In the morning, as the trio walked into town, well, Lefleet and Lahorn walked into town, Jack road on a horse that he had bought, as he didn't want to ride on Lefleet's back unless he had to, and he wasn't going to travel in his wolf form to keep up with his friends, they were stopped by a deputy.
"Hold it right there," the man, a harpy, said. "We have a rule; humans cannot carry weapons of any sort, unless they know magic."
"I think he's talking to you Jack," Lefleet said.
"Well, I certainly don't want to break the rules," Jack said, as he looked the deputy in the eyes. "You can try to take them, but before you do, I need to warn you, they won't stay with you.

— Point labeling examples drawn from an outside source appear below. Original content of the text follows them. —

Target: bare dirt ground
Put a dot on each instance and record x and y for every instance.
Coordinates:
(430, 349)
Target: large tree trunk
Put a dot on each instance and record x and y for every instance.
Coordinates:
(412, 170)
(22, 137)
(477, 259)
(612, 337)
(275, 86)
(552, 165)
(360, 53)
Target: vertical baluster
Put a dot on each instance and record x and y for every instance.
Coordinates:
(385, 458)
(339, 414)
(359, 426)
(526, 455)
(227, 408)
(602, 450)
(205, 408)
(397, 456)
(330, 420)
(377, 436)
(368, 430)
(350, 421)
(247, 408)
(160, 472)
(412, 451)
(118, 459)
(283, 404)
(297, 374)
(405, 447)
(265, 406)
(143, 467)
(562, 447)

My uncle, before I came out here, enchanted me, so that, any weapon that I use, will not stay with someone that I didn't give them to willingly. Also, any weapon that I've used in the past can't be turned against me."
With that, Jack got off of his horse, and put his revolver and rifle next to a post.
"Don't forget the knife," the harpy said. "That Bowie is defiantly a weapon."
"Oh, this thing," Jack said, as he pulled the foot long blade from his sheath. "Not a problem."
With that, he stabbed it into the post, embedding it up to its hilt.
At this, the Deputy's eyes widened.
"No human can do that," he said.
"You have that right," Jack said, as he removed the knife, which was intact, and put it back in its sheath, and took his revolver and rifle from the post and put the rifle and revolver back in their holsters. "I'm a werewolf."
"Then why aren’t you in your wolf form?" the harpy asked, nervously, as no self-respecting werewolf would just walk around in their human form, not with out a very good reason.
"Easy," Jack said, with a growl in his voice. "I made a promise, and I intend to keep it."
"Why?" the harpy asked, as he carefully stepped back, as it wasn't wise to anger a werewolf, even when they were in their human form.
"Someone like you wouldn't understand," Jack said, as he got back on his horse. "Now, unless you have another reason for holding us up, Git."
At this, the harpy flew up to the roof that he'd come from.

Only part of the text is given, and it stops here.